Seems like you're just trying to load an incompatible checkpoint? That happens for example when you change the model size or try to change to an environment with different obs/act spaces as the agent was trained on.

Hi Danijar,

I have double checked the obs/act spaces and I found one odd behavior: the action space was changed (by the dreamerv2) from Discrete(8) to Box(0., 1., (8,)). This is right?

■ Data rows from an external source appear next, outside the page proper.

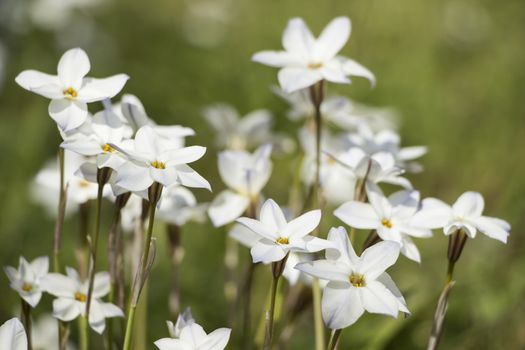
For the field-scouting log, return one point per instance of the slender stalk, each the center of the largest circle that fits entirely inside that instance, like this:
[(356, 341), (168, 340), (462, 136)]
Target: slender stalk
[(26, 319), (83, 326), (334, 339), (154, 195)]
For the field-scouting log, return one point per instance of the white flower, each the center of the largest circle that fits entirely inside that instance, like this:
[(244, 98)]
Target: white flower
[(389, 217), (356, 283), (278, 237), (193, 337), (46, 185), (245, 174), (307, 60), (154, 160), (26, 281), (71, 298), (13, 335), (106, 129), (465, 214), (71, 90), (179, 206), (184, 319)]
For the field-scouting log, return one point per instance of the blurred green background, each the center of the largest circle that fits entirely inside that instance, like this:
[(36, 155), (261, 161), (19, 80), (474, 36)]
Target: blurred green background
[(452, 69)]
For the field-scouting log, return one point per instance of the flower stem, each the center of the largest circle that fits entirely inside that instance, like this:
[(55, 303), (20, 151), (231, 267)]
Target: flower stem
[(334, 339), (155, 192), (59, 225), (84, 333), (26, 319)]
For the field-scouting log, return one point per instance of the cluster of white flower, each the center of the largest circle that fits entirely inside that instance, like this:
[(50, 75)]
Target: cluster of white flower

I'm training with this code:

import gym
import dreamerv2.api as dv2

config = dv2.defaults.update({
    'logdir': '~/logdir/trader',
    'log_every': 300,
    'train_every': 10,
    'prefill': 1e3,
    'actor_ent': 3e-3,
    'loss_scales.kl': 1.0,
    'discount': 0.99,
    'eval_every': 300,
    'replay': {'capacity': 2e3, 'ongoing': False, 'minlen': 10, 'maxlen': 30, 'prioritize_ends': True},
    'dataset': {'batch': 10, 'length': 10},
}).parse_flags()


env = gym.make('gym_orderbook:Trader-v0')
dv2.train(env, config)

And trying to load the variables file using the code from my first question.

The config.yaml I'm loading is from the logdir/config.yaml this is right?

Maybe I'm missing call same wrapper?

Thanks in advanced.

I found the problem.

  print('Create agent.')
  agnt = agent.Agent(config, env.obs_space, env.act_space, step)
  dataset = iter(replay.dataset(**config.dataset))
  train_agent = common.CarryOverState(agnt.train)
  train_agent(next(dataset))

These train_agent calls are required before load the variables file.

Thanks

Hey, could you also please show how do you run an entire evaluation episode, calling the get_action() function at each step? It is not clear to me what the input to that function should be. Also, I believe the state of the world model should be updated and passed all the time... Thank you!